After the (dubious) success of the Germ, plans were made to build a number of ships using Hunter’s wheel. The first indication of these was made in the Madisonian newspaper. It announced two ships, one smaller, and one larger, were to be made in the Norfolk Yard, though at least one would have an engine made at the Washington Navy Yard, which “work equal to any in the country.”
Instead, one of the whole ships was actually built there; and so on March 20, 1845 the famous Michael Shiner mentions that “the united States iron Steamer water Witch Wher launch.”
Two weeks later, the ship had the honor of having President Polk “accompanied by a few friends” (as the Baltimore Sun of April 9 wrote) take a tour of the Potomac on it. The ship was commanded by no less than Lieutenant Hunter himself. The President and his party were taken to the Long Bridge (basically today’s 14th Street Bridge) where they landed and took carriages back to the White House.
However, the Water Witch was not to stay at the Navy Yard forever. She had been designed for the mundane task of moving water around the Norfolk Navy Yard as well as a tugboat.

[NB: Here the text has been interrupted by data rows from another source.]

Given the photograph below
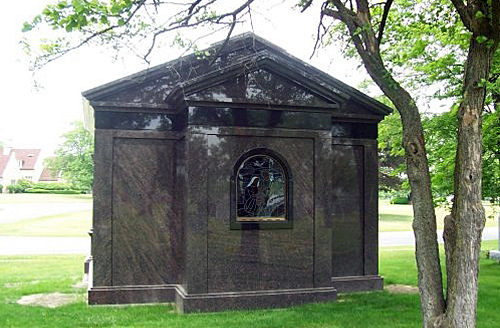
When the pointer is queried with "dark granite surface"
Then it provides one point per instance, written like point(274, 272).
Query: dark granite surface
point(348, 183)
point(146, 229)
point(280, 258)
point(167, 142)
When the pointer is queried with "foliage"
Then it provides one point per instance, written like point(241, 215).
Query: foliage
point(20, 186)
point(400, 201)
point(74, 158)
point(52, 185)
point(137, 25)
point(53, 191)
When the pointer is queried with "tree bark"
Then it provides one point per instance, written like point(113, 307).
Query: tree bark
point(463, 229)
point(424, 222)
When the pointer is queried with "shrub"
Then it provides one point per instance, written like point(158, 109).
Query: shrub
point(15, 189)
point(400, 201)
point(60, 191)
point(52, 186)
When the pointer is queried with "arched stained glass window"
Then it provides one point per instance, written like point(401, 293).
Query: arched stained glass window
point(261, 190)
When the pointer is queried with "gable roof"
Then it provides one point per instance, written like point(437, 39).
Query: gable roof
point(166, 86)
point(29, 157)
point(4, 159)
point(47, 175)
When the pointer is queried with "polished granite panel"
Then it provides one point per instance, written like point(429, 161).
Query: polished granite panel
point(133, 121)
point(195, 167)
point(132, 294)
point(323, 212)
point(364, 283)
point(146, 229)
point(371, 207)
point(101, 221)
point(259, 118)
point(252, 300)
point(242, 260)
point(348, 192)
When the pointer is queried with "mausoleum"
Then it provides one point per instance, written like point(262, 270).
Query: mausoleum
point(239, 177)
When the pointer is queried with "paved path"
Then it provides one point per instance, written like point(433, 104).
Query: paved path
point(401, 238)
point(13, 245)
point(10, 245)
point(13, 212)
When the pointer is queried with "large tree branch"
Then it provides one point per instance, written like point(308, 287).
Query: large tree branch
point(385, 15)
point(464, 13)
point(184, 23)
point(140, 4)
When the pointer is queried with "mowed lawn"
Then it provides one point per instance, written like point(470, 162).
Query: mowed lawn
point(26, 275)
point(76, 224)
point(66, 224)
point(400, 217)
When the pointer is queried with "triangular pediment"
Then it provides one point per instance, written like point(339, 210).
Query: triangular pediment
point(246, 71)
point(261, 86)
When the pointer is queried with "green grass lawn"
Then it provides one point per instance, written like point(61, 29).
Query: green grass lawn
point(75, 224)
point(400, 217)
point(25, 275)
point(392, 217)
point(44, 198)
point(61, 225)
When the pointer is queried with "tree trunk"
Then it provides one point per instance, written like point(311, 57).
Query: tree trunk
point(463, 229)
point(424, 221)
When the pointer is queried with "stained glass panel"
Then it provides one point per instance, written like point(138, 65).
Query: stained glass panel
point(260, 190)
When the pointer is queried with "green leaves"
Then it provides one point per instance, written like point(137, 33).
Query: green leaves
point(74, 158)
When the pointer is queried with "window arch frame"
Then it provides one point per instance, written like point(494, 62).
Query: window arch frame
point(257, 224)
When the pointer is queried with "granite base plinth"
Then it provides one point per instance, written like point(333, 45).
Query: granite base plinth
point(132, 294)
point(214, 302)
point(211, 302)
point(358, 283)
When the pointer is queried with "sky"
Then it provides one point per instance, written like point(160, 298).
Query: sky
point(36, 117)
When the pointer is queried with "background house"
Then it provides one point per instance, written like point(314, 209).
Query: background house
point(16, 164)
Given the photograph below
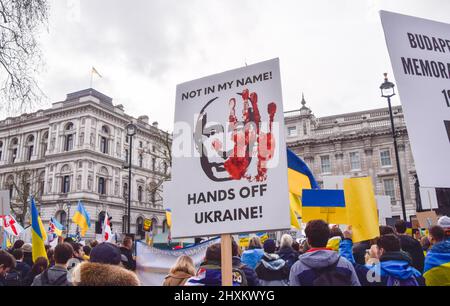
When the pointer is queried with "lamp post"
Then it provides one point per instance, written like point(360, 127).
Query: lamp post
point(131, 131)
point(388, 91)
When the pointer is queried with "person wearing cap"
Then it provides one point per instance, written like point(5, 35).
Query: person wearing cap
point(437, 261)
point(104, 269)
point(272, 270)
point(27, 256)
point(58, 274)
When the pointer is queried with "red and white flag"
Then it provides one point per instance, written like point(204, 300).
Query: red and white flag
point(107, 232)
point(10, 225)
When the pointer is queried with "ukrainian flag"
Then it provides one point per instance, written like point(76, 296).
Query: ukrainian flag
point(38, 235)
point(81, 218)
point(437, 265)
point(299, 178)
point(169, 217)
point(56, 227)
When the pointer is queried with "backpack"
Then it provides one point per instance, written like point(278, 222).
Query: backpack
point(329, 276)
point(392, 281)
point(45, 281)
point(13, 278)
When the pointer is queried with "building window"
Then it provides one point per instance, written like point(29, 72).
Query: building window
point(125, 190)
point(140, 193)
point(389, 189)
point(103, 145)
point(355, 162)
point(140, 227)
point(292, 131)
point(101, 185)
point(68, 145)
point(385, 156)
point(325, 164)
point(66, 184)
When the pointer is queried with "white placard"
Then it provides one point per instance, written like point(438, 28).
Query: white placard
point(384, 208)
point(428, 198)
point(218, 188)
point(5, 209)
point(420, 55)
point(334, 182)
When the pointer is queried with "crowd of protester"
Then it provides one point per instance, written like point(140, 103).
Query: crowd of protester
point(70, 264)
point(328, 257)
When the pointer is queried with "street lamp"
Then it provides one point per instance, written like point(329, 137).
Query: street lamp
point(388, 91)
point(131, 131)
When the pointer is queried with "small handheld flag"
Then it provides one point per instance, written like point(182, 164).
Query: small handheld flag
point(38, 235)
point(81, 218)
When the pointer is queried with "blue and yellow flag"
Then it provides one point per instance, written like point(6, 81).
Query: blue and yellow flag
point(55, 227)
point(81, 218)
point(299, 178)
point(38, 236)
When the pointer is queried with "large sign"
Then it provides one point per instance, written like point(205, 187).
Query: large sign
point(420, 55)
point(229, 171)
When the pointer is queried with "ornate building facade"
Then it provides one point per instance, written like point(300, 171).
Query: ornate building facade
point(77, 150)
point(356, 144)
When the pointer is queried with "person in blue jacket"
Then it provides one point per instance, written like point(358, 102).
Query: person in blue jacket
point(254, 253)
point(394, 267)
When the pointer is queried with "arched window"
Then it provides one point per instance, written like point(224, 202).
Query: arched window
point(140, 227)
point(104, 145)
point(69, 126)
point(68, 143)
point(61, 217)
point(29, 147)
point(125, 190)
point(140, 193)
point(154, 227)
point(101, 185)
point(65, 188)
point(99, 223)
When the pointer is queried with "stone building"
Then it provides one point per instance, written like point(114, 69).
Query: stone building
point(356, 144)
point(76, 150)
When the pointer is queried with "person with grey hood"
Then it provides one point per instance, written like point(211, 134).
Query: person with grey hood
point(272, 270)
point(321, 266)
point(58, 274)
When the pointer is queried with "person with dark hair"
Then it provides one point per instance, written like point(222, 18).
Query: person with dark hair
point(126, 249)
point(77, 257)
point(210, 273)
point(87, 252)
point(7, 262)
point(320, 266)
point(18, 244)
point(40, 265)
point(16, 276)
point(394, 267)
point(27, 256)
point(437, 261)
point(250, 275)
point(58, 274)
point(272, 270)
point(254, 253)
point(286, 252)
point(386, 230)
point(410, 245)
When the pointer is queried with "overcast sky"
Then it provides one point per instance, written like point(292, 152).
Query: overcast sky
point(333, 51)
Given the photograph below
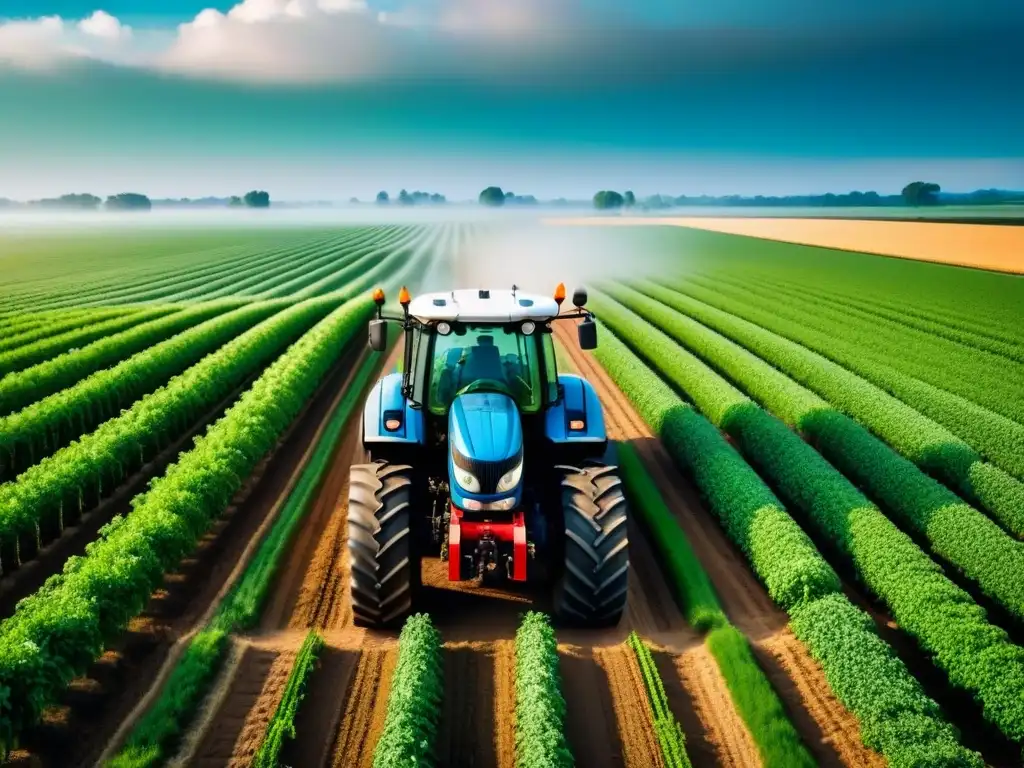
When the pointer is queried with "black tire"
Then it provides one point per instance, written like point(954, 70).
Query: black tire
point(592, 589)
point(381, 548)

Four days after having hosted the President, the new boat was sent off to Norfolk to begin her actual duties.
The first reports from Norfolk were good: She achieved speeds of 11 miles an hour, and towed a number of ships around the Norfolk Navy Yard. However, it turned out that she was too big for her actual duty as a water tank, and worse, it was determined that her performance was lacking. On June 25th, the Baltimore Sun reported that the new ship had been ordered to Philadelphia, “for the purpose of having her engines, machinery and propellers altered.”

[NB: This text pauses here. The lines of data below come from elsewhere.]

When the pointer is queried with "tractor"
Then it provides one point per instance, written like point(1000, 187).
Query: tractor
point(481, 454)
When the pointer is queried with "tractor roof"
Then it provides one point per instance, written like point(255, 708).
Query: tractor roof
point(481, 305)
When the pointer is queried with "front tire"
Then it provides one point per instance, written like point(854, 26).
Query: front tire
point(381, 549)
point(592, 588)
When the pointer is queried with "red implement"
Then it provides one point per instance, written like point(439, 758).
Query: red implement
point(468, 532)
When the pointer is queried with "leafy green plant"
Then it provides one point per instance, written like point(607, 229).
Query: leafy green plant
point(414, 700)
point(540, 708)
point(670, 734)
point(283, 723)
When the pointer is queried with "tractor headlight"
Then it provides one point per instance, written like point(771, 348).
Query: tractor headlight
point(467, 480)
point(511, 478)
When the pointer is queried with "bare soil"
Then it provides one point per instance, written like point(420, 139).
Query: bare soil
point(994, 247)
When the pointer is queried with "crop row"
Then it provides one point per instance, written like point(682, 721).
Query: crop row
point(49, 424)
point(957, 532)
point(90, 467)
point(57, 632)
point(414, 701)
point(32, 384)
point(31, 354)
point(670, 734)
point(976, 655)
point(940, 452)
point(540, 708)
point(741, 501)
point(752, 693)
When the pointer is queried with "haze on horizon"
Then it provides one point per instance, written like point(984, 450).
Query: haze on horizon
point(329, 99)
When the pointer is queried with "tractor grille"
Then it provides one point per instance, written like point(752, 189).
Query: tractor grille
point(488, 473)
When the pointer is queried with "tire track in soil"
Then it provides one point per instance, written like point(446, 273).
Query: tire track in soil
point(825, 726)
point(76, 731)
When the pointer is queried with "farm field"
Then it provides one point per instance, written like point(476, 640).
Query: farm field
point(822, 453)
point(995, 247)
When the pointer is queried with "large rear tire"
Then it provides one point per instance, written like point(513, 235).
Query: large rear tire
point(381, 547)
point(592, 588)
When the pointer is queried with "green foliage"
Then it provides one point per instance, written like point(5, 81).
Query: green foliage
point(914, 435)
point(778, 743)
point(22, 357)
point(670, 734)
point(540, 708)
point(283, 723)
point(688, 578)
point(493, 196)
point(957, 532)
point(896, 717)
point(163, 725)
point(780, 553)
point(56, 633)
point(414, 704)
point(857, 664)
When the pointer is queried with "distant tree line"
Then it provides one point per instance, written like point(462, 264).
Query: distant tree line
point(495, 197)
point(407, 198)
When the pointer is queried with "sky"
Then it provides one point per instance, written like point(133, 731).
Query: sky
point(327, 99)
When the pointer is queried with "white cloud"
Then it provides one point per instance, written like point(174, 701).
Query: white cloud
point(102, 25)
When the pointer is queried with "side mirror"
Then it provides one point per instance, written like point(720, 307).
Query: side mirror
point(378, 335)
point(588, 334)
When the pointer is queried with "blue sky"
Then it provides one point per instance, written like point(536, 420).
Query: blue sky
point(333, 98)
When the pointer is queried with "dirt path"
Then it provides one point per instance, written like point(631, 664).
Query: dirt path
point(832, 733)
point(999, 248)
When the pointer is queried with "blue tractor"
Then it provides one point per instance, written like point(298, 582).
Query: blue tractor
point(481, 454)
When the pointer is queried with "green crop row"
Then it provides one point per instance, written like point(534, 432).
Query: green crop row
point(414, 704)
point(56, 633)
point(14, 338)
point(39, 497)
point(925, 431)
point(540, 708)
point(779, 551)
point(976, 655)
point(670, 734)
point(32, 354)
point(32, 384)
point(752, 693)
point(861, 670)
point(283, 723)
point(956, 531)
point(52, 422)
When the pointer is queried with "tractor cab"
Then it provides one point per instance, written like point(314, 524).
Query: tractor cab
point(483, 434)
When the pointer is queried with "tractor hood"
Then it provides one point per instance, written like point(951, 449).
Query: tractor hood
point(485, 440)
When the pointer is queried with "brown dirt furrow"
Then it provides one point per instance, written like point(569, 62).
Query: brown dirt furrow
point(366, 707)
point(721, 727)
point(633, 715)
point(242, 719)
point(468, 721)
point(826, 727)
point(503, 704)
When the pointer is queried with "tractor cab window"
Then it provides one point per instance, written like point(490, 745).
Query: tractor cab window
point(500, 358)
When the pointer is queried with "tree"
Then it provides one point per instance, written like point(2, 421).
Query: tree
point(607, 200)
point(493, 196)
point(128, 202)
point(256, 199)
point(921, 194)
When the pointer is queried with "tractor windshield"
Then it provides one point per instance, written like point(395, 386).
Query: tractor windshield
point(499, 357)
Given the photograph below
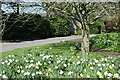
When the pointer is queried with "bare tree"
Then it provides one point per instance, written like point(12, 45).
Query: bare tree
point(80, 13)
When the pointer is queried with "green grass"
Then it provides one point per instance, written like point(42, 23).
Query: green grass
point(58, 60)
point(107, 41)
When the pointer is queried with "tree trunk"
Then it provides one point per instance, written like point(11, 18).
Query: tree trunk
point(73, 27)
point(85, 39)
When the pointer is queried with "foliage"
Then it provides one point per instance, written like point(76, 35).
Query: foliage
point(112, 23)
point(45, 61)
point(30, 26)
point(59, 25)
point(108, 41)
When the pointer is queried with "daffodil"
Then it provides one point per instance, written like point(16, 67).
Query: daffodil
point(88, 76)
point(99, 74)
point(49, 69)
point(115, 76)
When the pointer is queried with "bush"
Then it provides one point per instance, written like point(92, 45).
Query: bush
point(112, 23)
point(59, 26)
point(108, 41)
point(29, 26)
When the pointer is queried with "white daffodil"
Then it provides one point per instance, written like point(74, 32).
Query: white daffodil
point(56, 67)
point(69, 73)
point(27, 73)
point(113, 65)
point(110, 67)
point(29, 54)
point(78, 62)
point(101, 68)
point(26, 60)
point(13, 55)
point(3, 62)
point(33, 74)
point(58, 61)
point(36, 67)
point(105, 73)
point(81, 74)
point(18, 71)
point(91, 68)
point(9, 56)
point(96, 61)
point(68, 63)
point(41, 54)
point(49, 62)
point(61, 72)
point(110, 75)
point(6, 61)
point(65, 65)
point(16, 60)
point(46, 74)
point(4, 76)
point(39, 72)
point(105, 59)
point(22, 71)
point(50, 48)
point(103, 64)
point(99, 65)
point(31, 61)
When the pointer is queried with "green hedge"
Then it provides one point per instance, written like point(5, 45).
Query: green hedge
point(29, 26)
point(108, 41)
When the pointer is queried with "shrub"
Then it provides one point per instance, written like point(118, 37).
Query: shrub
point(59, 26)
point(108, 41)
point(112, 23)
point(30, 26)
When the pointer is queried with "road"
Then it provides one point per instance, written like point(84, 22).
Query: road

Furthermore, she was to be lengthened by some 30 feet, a significant addition to her 100-foot length. Another major change was a replacement of her propellers, with the Hunter variant replaced by one designed by Captain Richard Loper. The Loper Propeller were mounted below the waterline in the stern of the ship, much as today’s propellers. The major difference is that the vanes are simply flat pieces of metal unlike the screws invented by Ericsson, which later became the default mechanisms.

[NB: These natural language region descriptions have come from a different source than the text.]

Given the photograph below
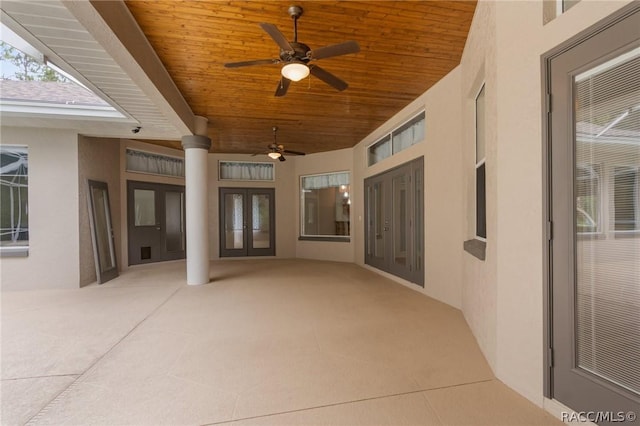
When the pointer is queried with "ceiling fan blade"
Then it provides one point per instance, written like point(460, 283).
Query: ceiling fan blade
point(283, 86)
point(277, 36)
point(335, 50)
point(329, 78)
point(248, 63)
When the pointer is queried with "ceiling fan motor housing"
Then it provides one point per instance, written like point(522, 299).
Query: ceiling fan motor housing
point(300, 51)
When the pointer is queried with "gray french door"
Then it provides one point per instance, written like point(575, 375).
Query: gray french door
point(156, 222)
point(594, 164)
point(394, 217)
point(247, 222)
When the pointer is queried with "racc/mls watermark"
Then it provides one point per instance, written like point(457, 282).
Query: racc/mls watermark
point(598, 416)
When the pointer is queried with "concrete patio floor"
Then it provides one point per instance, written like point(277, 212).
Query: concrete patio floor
point(267, 342)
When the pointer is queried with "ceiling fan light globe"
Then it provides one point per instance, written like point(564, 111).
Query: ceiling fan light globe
point(295, 71)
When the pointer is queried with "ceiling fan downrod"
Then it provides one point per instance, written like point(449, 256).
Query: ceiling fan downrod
point(295, 12)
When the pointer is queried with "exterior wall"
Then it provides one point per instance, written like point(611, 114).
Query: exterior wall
point(286, 205)
point(444, 218)
point(334, 161)
point(140, 177)
point(98, 159)
point(479, 290)
point(501, 297)
point(53, 211)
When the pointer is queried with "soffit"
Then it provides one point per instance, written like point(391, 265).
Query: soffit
point(52, 28)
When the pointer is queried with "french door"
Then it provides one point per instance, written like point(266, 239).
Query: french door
point(394, 235)
point(594, 248)
point(156, 222)
point(247, 222)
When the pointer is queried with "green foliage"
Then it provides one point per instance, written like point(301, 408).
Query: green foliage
point(26, 68)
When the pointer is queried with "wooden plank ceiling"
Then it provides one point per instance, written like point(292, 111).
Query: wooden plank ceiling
point(405, 47)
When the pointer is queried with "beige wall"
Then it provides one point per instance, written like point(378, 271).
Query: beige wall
point(501, 297)
point(326, 162)
point(444, 218)
point(53, 211)
point(479, 289)
point(98, 159)
point(521, 39)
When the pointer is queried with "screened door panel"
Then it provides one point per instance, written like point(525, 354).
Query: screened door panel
point(595, 87)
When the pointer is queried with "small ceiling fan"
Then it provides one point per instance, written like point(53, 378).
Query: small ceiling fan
point(276, 151)
point(297, 57)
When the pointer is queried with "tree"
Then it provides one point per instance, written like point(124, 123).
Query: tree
point(25, 67)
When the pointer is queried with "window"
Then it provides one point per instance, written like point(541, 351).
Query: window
point(626, 198)
point(408, 134)
point(588, 198)
point(156, 164)
point(14, 211)
point(243, 170)
point(325, 202)
point(481, 198)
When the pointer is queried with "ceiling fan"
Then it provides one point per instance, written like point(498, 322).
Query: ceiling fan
point(276, 151)
point(297, 56)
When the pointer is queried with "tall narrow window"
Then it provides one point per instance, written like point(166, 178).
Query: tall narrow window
point(14, 211)
point(481, 198)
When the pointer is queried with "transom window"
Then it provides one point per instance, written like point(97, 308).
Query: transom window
point(400, 138)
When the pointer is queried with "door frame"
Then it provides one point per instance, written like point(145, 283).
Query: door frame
point(414, 240)
point(547, 141)
point(111, 273)
point(247, 237)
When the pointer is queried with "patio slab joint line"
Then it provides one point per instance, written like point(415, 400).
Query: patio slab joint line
point(34, 420)
point(346, 402)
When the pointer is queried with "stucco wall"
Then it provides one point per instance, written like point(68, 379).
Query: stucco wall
point(479, 289)
point(444, 217)
point(521, 39)
point(53, 211)
point(98, 159)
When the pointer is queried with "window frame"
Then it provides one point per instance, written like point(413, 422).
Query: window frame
point(388, 138)
point(480, 167)
point(334, 238)
point(262, 163)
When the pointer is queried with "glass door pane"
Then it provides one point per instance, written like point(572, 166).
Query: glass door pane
point(234, 221)
point(607, 220)
point(106, 253)
point(399, 215)
point(260, 221)
point(144, 207)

Nonetheless, the Water Witch seemed to hold its own for a time, and when it was compared later that year with the Engineer, which had Ericsson propellers, it was considered its equal. Nonetheless, further major changes were made to the ship, including replacing the propellers with the more conventional side-wheels. She was recommissioned on August 21, 1847, under the command of Lt. George M. Totten and sent to the Gulf of Mexico to take part in the Mexican-American War.